27.07.2012
HÜKÜMET için “çok planlılar çok, attıkları her adımı hesaplayarak atıyorlar” deniyor.
Sanırım bu yargı sadece AK Parti’nin statlarda düzenlenen “İl Kongreleri” için geçerli...
O alanda gerçekten planlılar... Ancak benzer planlayıcılık dış politikada yok.
* * *
Düşünsenize:
Aylardır “Esat gitsin” diyeceksiniz.
Bütün dünya “ihtiyat kumkuması” gibi “dur bakalım ne olacak” diye bekleşirken siz “Ya gidecek / Ya gidecek” diye tutturacaksınız.
Ve sonunda Esat’ın gitme saati gelip çattığında şaşkınlıktan şaşkınlığa yuvarlanacaksınız.
Neymiş efendim, Suriye sınırında bir Kürt devleti doğma ihtimali belirmiş.
İyi de Anadolu kahvelerinde bile “Esat gittikten sonra Türkiye sınırında kurulacak Kürt devleti” üzerine bin bir türlü yorumun patlatıldığı bir ortamdayız.
İnsan “Esat ya gidecek / ya gidecek” diye tuttururken...
“Sınırda Kürt yapılanması çıkarsa ne yaparız” diye bir plan yapmaz mı?
Bu konunun AK Parti’nin stat kongreleri kadar olsun planlamaya ihtiyacı yok mu?
Yazının tamamı için http://www.hurriyet.com.tr/yazarlar/21077507.asp
Yorum:
Arz-ı mev’ûd
Satranç oynayanlar bilirler. İki oyuncudan hangisi daha ileri hamleleri düşünebiliyorsa oyunu o kazanır. 3 hamle sonrasını hesap edenle 5 hamle sonrasını hesap eden arasında ciddi bir fark vardır ve 3 hamle sonrasını hesap eden diğerinin karşısında yenilmeye mahkumdur.
Irak, Suriye, Mısır, Libya, İran ve diğerleri... Tam bir satranç oyunuyla karşı karşıyayız. Her hamlenin karşılığında düşünülmüş hamleler ve o hamleye gelecek cevap karşısında düşünülmüş başka hamleler var. Hedefe doğru adım adım gidiliyor: Arz-ı mev’ûd. Hedeflenen Türkiye’nin güneyi, İran’ın kuzeyi dahil olmak üzere Orta Doğuda çok sayıda güçsüz, küçük devletçikler oluşturmak ve bunları İsrail merkezli bir birleşik devletler haline getirmek. Planı uygulayanlar çok sabırlı. Değişen her durum için önceden planlanmış hamleleri var.

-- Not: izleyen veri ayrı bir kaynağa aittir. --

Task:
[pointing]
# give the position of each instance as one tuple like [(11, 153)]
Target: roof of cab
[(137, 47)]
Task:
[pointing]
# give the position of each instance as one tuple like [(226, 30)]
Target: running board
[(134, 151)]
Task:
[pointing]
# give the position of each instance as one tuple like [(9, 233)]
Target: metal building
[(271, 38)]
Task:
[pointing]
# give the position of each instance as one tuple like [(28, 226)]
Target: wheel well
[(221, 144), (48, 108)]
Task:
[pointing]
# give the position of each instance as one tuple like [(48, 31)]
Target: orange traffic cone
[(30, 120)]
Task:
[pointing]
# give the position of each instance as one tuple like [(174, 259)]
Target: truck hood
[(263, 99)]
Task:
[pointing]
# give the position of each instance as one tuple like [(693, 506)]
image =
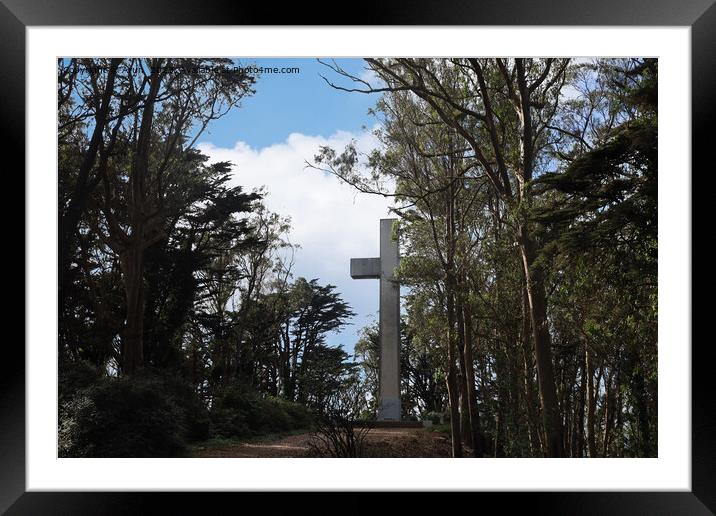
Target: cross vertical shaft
[(383, 268)]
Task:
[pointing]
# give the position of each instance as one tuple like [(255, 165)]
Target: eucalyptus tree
[(159, 108), (502, 110)]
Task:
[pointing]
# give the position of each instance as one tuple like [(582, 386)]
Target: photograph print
[(215, 216)]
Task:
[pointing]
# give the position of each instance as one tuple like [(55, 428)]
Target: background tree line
[(179, 318), (527, 196)]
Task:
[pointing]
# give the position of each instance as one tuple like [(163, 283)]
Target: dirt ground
[(380, 442)]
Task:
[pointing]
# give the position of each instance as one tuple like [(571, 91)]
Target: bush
[(243, 413), (122, 417)]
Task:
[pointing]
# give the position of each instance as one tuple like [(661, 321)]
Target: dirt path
[(381, 442)]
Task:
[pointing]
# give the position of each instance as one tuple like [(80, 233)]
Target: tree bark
[(69, 220), (591, 404), (534, 281)]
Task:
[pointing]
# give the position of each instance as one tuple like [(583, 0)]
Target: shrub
[(242, 413), (122, 417)]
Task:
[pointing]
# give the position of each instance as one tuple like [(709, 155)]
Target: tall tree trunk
[(132, 339), (591, 404), (536, 296), (132, 258), (532, 409), (580, 411), (452, 380), (478, 441), (70, 218), (465, 423)]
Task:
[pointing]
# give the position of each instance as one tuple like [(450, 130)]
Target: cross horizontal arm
[(365, 268)]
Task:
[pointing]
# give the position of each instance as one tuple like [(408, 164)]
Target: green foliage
[(242, 413), (122, 417)]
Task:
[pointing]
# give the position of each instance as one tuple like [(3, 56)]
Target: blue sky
[(290, 103), (270, 137)]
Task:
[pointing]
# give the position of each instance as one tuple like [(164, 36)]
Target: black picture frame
[(17, 15)]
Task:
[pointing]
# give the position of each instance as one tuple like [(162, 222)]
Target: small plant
[(338, 430)]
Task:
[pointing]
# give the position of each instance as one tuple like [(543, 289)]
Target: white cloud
[(331, 221)]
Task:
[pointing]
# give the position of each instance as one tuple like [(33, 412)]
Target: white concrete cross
[(383, 268)]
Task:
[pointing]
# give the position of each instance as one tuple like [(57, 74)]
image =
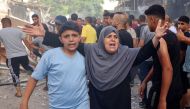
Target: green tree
[(82, 7)]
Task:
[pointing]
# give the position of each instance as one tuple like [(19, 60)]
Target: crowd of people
[(89, 64)]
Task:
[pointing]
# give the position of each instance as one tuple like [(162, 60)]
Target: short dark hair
[(142, 18), (156, 10), (7, 20), (60, 20), (111, 15), (74, 16), (35, 15), (106, 13), (89, 19), (131, 17), (184, 19), (69, 25)]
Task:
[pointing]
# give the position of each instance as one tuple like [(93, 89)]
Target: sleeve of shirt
[(52, 39), (22, 35), (35, 41), (143, 32), (42, 67), (145, 52), (83, 34)]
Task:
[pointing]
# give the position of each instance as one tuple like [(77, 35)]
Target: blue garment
[(186, 66), (67, 84)]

Peki bu zalimler galip mi gelecek? Daha ileri hamleleri düşünüyorlar diye zulümle abad mı olunacak? Ne diyor ayette, onların planları varsa Allah’ın da planları var. Ama eğer onlar hep istediklerini elde ediyorlarsa bugüne kadar ezilenlerin suçu ne? Cevabı çok basit: Allah’ın dediğini yapmamak. Allah’ın dediğini yapmadığın sürece yenilmeye mahkumsun. Kuran’ı sadece kıraat edersen, hayatını, siyasetini Kuran’la belirlemezsen, Kuran bu durumda ne yapmamı istiyor diye içine bakmazsan, kendi aklınla bulduğun çözümleri Allah’ın yap dediğinden daha iyi zannedersen, istersen her gün 41 Yasin oku, istersen her gün hatim indir, istersen gece gündüz 4444 kere salat-ı tefriciye çek, yenilmeye mahkumsun.